Хармс научил меня считать. «В переулке шел отряд, сорок мальчиков подряд…». А художники, в свою очередь, обратили мое внимание на четкость и красоту цифр, хотя стройным колоннам девочек и мальчиков я потом всю жизнь предпочитала хаос и буйство неорганизованной действительности… Читатель Хармса в лице меня был похож, скорее, на Сережу из «Ивана Иваныча Самовара», мальчика, который «неумытый приходил, всех он позже приходил…». О, а дядя Петя и тетя Катя из того же стихотворения! Сколько дядь Петь и теть Кать я повидала в книжках Хармса… У М. Митурича и И. Бруни они – веселые работяги, у М. Беломлинского – симпатичные интеллигенты, у Ф. Лемкуля дядя Петя, кажется, шофер, а тетя Катя, возможно, учительница или библиотекарь, у Б. Тржемецкого – это чета важных обывателей, которые к концу стишка начинают улыбаться и превращаются в милейших созданий. «Иван Иваныч Самовар» образца 2011 года проиллюстрирован потрясающим художником и аниматором Игорем Олейниковым. У него «самоварная» семейка – скорее всего, профессорско-преподавательского состава.
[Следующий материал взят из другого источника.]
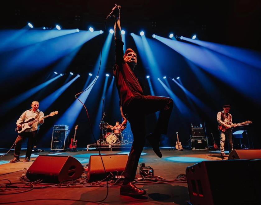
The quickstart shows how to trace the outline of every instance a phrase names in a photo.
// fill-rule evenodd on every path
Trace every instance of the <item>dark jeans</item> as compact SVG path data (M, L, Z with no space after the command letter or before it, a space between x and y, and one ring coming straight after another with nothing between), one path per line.
M136 96L129 104L122 108L127 114L133 134L133 142L129 155L124 175L129 181L135 179L139 160L145 144L146 115L160 111L154 133L159 137L161 134L166 134L169 120L173 107L171 98L150 95ZM159 139L155 139L156 141Z
M19 157L21 151L21 146L22 142L27 137L28 138L27 142L27 148L25 157L30 157L32 154L33 147L35 143L36 134L37 130L36 130L33 132L25 132L21 134L18 134L16 140L16 144L15 145L15 157Z

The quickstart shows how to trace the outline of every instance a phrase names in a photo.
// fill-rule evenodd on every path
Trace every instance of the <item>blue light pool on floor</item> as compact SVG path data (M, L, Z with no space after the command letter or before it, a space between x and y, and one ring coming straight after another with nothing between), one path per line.
M208 161L208 160L206 159L190 157L172 157L166 158L166 159L174 162L185 163L197 163L201 162L202 161Z

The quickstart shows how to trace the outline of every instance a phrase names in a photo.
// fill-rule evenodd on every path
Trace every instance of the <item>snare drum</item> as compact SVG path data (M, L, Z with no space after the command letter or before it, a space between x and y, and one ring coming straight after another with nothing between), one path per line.
M108 144L114 144L117 141L117 137L112 133L108 133L106 136L106 141Z

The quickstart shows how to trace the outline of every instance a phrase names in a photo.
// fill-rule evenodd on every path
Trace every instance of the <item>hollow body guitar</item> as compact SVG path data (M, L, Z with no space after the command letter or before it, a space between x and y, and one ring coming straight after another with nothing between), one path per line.
M176 145L175 146L176 149L178 150L183 150L183 148L182 147L182 146L181 145L181 143L180 142L179 140L179 133L177 132L176 134L177 134L177 138L178 139L178 141L176 142Z

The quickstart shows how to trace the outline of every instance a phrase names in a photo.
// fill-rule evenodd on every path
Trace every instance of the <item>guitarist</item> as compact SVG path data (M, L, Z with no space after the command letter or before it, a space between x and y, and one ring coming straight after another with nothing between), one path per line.
M14 158L10 162L10 163L14 163L20 161L19 156L20 155L22 142L27 137L28 138L27 150L25 154L25 158L23 162L26 162L30 161L31 155L33 150L33 146L35 142L35 138L39 130L39 127L44 123L43 118L44 116L44 113L40 112L38 109L39 102L37 101L33 101L31 107L32 108L25 111L17 120L16 122L17 129L21 128L21 123L27 121L32 118L37 118L39 119L40 121L37 123L33 124L32 125L32 127L31 129L27 130L24 132L18 134L15 145Z
M223 110L218 113L217 119L218 122L221 125L225 126L226 128L235 127L236 125L232 123L232 116L229 113L231 106L229 105L223 106ZM229 144L229 153L233 150L233 142L232 141L232 131L231 129L227 130L225 132L219 131L220 135L220 154L222 158L227 157L225 153L225 141L226 138L228 139Z

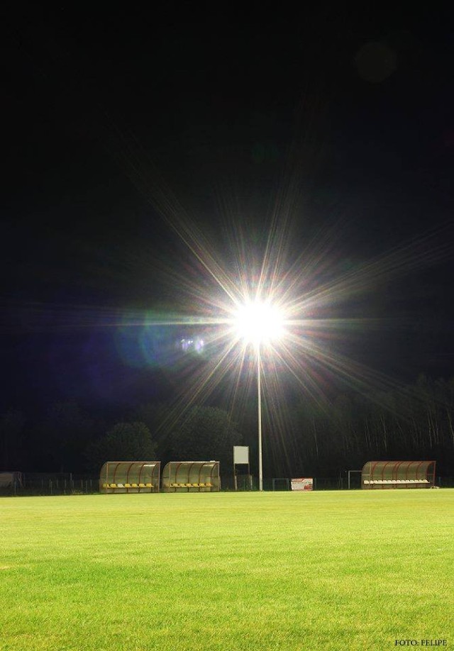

Как сказал знаменитый книжный график В. Конашевич, «в искусстве все… можно, если это сделано талантливо, и ничего нельзя, если это сделано бездарно». Ну а что такое талантливо или бездарно, дети и сами вполне могут разобраться. Впрочем, среди иллюстраторов Хармса бездарных художников вы не найдете. Ему, как никому другому – ну, может, разве что Маршаку и Чуковскому – с этим повезло. Ведь наверняка те, кто рисует картинки к детским книжкам, в любом возрасте остаются немножко детьми, и сами не прочь поиграть. А лучшего заводилы, чем Хармс, в игре («Игре»!) не найти. В ней можно врать: «А у папы моего было 40 сыновей!». Можно представлять себя машиной, кораблем, летательным аппаратом: «Я теперь уже не Петька, я теперь автомобиль!». Можно даже радоваться папиной победе над хорьком – замечательным зверьком и набить из него чучело, но не по-настоящему, понарошку, конечно! Это ведь тоже игра, считалка вроде «Десяти негритят», которые пошли купаться в море и один из них утоп… Вряд ли кто-либо из маленьких «хармсолюбов» через какое-то время стал бы убийцей хорьков. Скорее, наоборот – им мог стать тот, кто в детстве не держал в руках книг Хармса.